Casa de las Muertes
Álvarez Villar, en la segunda edición de la monografía que dedicó a esta casa, atribuye la propiedad a su arquitecto, Juan de Álava o de Ibarra, que de las dos formas firmaba, extremo que explica la existencia en la fachada de los escudos propios del apellido Anunciabay-Ibarra, con un árbol y dos cabras empinadas sobre el tronco, como los símbolos arquitectónicos de los tenantes, labrados en el dintel de ingreso, entre bellos roleos. Su erección debió de tener lugar entre 1510 y 1528 para vivienda personal del arquitecto, extremo que coloca a Juan de Ibarra como caso excepcional dentro de su gremio en lo que a status socioeconómico se refiere, pues no es la norma que un profesional de la arquitectura, incluso de reconocido prestigio, en la España quinientista pudiera disfrutar de una posición tan desahogada que le permitiera disponer de vivienda de tal categoría. Esta atribución de Álvarez Villar pone pues, punto final a las leyendas que narran muertes violentas, unidas, cómo no, a lances amorosos entre bellas damas y galantes caballeros.
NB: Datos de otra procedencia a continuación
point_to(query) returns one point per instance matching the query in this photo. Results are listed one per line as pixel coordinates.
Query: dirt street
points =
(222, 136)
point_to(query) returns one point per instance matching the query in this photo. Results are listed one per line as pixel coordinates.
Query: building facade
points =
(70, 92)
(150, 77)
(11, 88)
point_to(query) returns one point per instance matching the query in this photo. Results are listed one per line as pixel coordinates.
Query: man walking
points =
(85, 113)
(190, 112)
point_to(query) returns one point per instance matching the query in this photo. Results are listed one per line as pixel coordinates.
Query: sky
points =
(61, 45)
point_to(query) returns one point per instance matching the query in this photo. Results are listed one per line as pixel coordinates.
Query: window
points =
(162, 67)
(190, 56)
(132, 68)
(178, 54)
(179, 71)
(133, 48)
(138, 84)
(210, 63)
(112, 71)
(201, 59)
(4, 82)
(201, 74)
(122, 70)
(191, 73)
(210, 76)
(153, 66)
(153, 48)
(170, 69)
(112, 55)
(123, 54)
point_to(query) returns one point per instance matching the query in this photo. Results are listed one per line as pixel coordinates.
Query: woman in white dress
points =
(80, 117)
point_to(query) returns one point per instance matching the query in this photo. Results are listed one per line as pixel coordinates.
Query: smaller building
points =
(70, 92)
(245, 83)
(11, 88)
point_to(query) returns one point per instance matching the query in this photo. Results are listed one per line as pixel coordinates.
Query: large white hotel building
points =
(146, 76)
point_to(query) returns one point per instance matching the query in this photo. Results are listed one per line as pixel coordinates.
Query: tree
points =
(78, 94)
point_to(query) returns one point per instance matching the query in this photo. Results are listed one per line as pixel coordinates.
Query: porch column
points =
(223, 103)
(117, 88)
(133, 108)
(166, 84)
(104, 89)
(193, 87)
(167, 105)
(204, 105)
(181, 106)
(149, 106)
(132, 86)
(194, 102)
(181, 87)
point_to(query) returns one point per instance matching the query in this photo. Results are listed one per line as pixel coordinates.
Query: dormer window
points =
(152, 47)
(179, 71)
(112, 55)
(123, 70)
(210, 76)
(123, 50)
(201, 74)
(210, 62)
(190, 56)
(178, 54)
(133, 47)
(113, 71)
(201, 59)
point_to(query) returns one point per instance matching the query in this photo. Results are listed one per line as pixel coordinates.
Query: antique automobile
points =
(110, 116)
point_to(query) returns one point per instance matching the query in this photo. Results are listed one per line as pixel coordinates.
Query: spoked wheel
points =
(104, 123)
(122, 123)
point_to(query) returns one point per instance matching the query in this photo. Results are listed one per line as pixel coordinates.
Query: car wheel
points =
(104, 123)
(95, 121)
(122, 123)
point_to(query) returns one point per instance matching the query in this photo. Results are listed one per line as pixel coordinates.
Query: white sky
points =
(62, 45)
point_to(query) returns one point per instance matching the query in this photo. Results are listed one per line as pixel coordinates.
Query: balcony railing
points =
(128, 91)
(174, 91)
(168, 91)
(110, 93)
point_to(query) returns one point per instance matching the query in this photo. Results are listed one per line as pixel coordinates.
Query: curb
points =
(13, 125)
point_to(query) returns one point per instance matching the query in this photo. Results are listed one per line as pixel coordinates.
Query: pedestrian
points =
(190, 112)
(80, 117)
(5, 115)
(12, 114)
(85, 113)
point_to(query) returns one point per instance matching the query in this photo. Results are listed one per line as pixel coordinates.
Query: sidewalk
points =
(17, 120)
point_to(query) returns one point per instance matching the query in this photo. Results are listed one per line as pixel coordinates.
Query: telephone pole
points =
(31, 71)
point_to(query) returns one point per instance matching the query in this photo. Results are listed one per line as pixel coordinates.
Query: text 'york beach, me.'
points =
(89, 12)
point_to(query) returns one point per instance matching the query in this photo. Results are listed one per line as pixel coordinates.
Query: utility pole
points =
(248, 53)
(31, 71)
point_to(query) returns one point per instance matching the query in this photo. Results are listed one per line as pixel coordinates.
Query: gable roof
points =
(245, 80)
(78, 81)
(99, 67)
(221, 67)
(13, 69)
Construido en piedra arenisca es un edificio señero de lo que podemos considerar el plateresco menor, entendiendo este epíteto en cuanto a tamaño, pues por lo demás es obra preciosa, cuya fachada, de tipo estandarte, se caracteriza por la simetría, sólo rota por el balcón izquierdo. Toda ella luce galas protorrenacentistas muy finas, de raíz cuatrocentesca; así el citado dintel de la puerta de ingreso. En el eje medial de la fachada, a plomo sobre la puerta, se rasgó un balcón sobre el que se repite el escudo de abajo sostenido por tenantes que dirigen sus miradas al busto, sin duda retrato, tal vez mortuorio, de «El Severissimo Fonseca Patriarcha Alexandrino», cuyas armas aparecen engalanando el broche de la capa pluvial que viste, y que ayudaría al arquitecto en su carrera profesional. El segundo piso rasga dos ventanas con dinteles con bichas y pilastras con grutescos entre columnas corintias sobre pedestales, que apean sobre calaveras -muertes-, fruto de la restauración de José Varela en 1962, que no hizo sino volver a la solución primigenia que dio nombre a la casa, rematada en lo alto por una cornisa con cabezas de querubines y entalladuras. Particular interés tienen los personajes de los seis medallones que adornan esta fachadita y que dirigen sus miradas al eje central. No sabemos a quién representen, pero son muy bellos y relacionables artísticamente con los de la fachada de San Esteban y con los del claustro del Colegio del Arzobispo.